Clearly these subgroups revealed a non-homogeneous distribution among the parameters (such as implant placement timing or diameter). This was accounted as a limitation and no generalization can be made in this context (e.g early RBP groups showed lower MBL when compared to early non RBP group).

Premolars and molars areas were analysed together as we considered healed monoedentulous crest with adequate bone volumes and width (no bone augmentation or soft tissue augmentation procedures were made in this study to avoid influences in the bone tissues).

 

Line 118 references

Answer; Added in the text

Line 147 replace with on the radiograph

Answer; modified

Line 162 replace prepare with fabricated

Answer; modified

Line 162 reads impressions were made but figure 1 is a digital impression. please explain

Answer; referee 2 asked for a schematic representation of the designed Maryland bridge. therefore we included a digital representation of RBP design. The design did not differ from that reported in the study.

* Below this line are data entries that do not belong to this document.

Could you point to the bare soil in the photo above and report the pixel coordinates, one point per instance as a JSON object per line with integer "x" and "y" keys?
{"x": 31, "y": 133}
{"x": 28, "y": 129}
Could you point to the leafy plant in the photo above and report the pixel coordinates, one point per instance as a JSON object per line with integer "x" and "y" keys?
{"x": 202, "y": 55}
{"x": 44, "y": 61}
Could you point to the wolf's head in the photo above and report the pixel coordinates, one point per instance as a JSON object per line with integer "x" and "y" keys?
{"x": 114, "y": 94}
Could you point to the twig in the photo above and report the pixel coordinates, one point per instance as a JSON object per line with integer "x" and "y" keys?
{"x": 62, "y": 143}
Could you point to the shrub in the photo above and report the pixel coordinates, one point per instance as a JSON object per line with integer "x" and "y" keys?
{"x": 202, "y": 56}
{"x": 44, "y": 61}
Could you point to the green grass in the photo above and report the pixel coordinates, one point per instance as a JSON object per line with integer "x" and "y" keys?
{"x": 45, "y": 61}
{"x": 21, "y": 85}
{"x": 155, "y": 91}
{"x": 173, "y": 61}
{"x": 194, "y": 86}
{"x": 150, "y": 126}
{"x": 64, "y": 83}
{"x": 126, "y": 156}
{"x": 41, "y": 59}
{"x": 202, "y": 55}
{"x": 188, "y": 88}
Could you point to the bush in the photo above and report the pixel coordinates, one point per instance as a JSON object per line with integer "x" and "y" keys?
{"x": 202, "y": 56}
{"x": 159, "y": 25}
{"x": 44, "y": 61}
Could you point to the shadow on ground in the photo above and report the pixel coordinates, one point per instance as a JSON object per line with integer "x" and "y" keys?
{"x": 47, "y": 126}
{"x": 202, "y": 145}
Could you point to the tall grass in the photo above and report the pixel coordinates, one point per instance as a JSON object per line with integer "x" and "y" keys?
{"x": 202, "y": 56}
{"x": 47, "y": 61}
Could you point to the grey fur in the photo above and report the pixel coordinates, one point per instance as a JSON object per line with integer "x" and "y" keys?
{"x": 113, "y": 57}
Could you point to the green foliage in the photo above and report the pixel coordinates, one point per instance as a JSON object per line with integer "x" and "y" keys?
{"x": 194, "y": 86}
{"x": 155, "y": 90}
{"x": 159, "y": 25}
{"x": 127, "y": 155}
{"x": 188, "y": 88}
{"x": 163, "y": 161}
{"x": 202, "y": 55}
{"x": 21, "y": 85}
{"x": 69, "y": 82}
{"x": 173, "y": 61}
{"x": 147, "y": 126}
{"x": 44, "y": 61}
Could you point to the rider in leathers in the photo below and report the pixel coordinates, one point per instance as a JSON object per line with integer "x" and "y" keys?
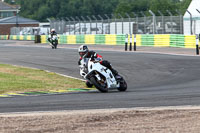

Line 162 replace surgeries with surgery

Answer; modified

 

Figure 3 Is extremely confusing. The authors tried to ease reading and comprehension but have failed. "nonsubmerged single implant rehabilitations" what does this mean??? At 3 months the patients were given a RPB? it contradicts the text. there was an  increase in the number of implants in the number of RPB group??

We are sorry. Figure 3 has been modified to be more clear

 

Line 407 as a roof over a house? is this what the authors mean with closed chamber?

 To avoid confusions, the statement has been removed.